El presidente Zelaya, como todo ser humano, puede cometer errores, está expuesto a ser juzgado tanto por los más humildes como por los poderosos; pero en ningún momento los gorilas y sus patrocinadores pueden justificar un golpe de Estado, con lujo de barbarie, para apresarlo en su propia casa, con la complicidad de la oscuridad, la alevosía y la ventaja, y expulsarlo de su país. Si sus servicios al país, sobre todo a las mayorías poblacionales, reñían con la avaricia, el lucro desmedido y la prepotencia de las clases dominantes, debieron haberse ventilado en público y permitir que los tribunales y las instancias correspondientes lo juzgaran conforme lo dispone la Constitución y las leyes de Honduras; por lo demás estaba a disposición la opinión de la población la que nunca fue consultada para cometer semejante aberración contra la democracia representativa, vía que permanentemente se disputan los partidos Nacional y Liberal de esta nación centroamericana.

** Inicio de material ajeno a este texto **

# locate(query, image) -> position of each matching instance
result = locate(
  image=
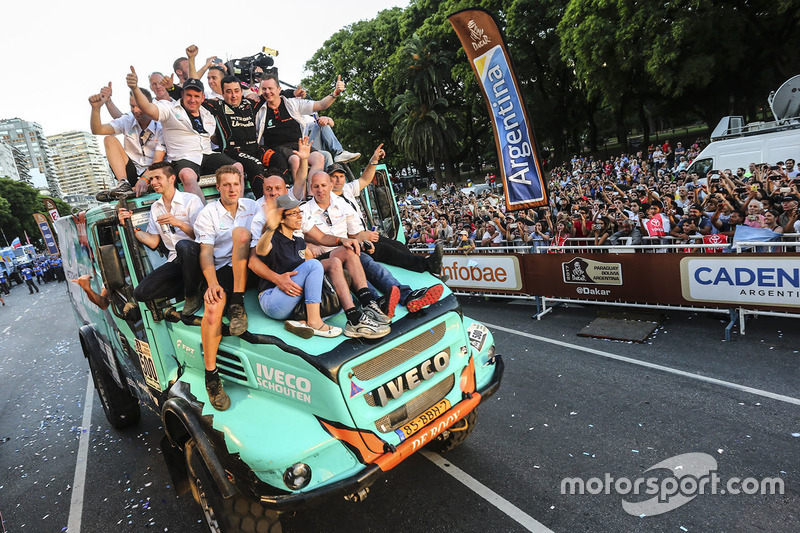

Los clásicos escribieron para la posteridad, las leyes se han hecho para ser respetadas; los poderosos a cada momento invocan y claman por las libertades públicas y el respeto a la democracia y al estado de derecho; pero cuando se cometen hechos tan repudiables como los que han ocurrido en Honduras, los mismos burgueses tratan de “buscar explicaciones” y justificar aberrantes violaciones constitucionales y a los derechos humanos, deformando los acontecimientos y culpando a las mismas víctimas de haber provocado su expulsión del gobierno. En El Salvador la derecha reaccionaria, los pestilentes oligarcas, llegan al extremo de justificar el atentado contra la institucionalidad y en contra de la opinión de más de 190 países del mundo, con el respaldo de afamados y respetables constitucionalistas, sostener hipócritamente que “no se trató de un golpe de Estado”, sino de un “acatamiento de las leyes por parte de los militares”. Como dice el refrán popular el agua no moja.
Por lo demás, no se trata de un simple golpe de Estado, en lo particular me parece que en Honduras se está produciendo el inicio de una serie de hechos contra los gobiernos progresistas y de izquierda de América Latina. Es una especie de laboratorio para poner a prueba la reacción de los pueblos y de la comunidad internacional. Pecaríamos de ingenuos si subestimamos la intervención de los sectores más duros (los halcones) de Washington y de los organismos financieros y de las empresas transnacionales. Frente a la crisis del capitalismo mundial, de la debacle del modelo neoliberal, variante del capitalismo salvaje, de la notoria ausencia de ideólogos de la derecha, se busca contraatacar por el eslabón más débil, en este caso Honduras, como hace algunos años ocurrió en el este de Europa, cuando se inició la mortal embestida contra los países socialistas, desestabilizando el régimen de Polonia. Tanto aquí, como actualmente ocurre en América Latina, la CIA, la burguesía, las iglesias (protestante y católica), los militares reaccionarios y los medios de difusión en poder de los grupos económicamente poderosos, también juegan un papel preponderante. Por eso a los regímenes de izquierda únicamente les queda como recurso profundizar los cambios sociales y apoyarse en sus organizaciones populares, en la siempre probada resistencia de sus pueblos.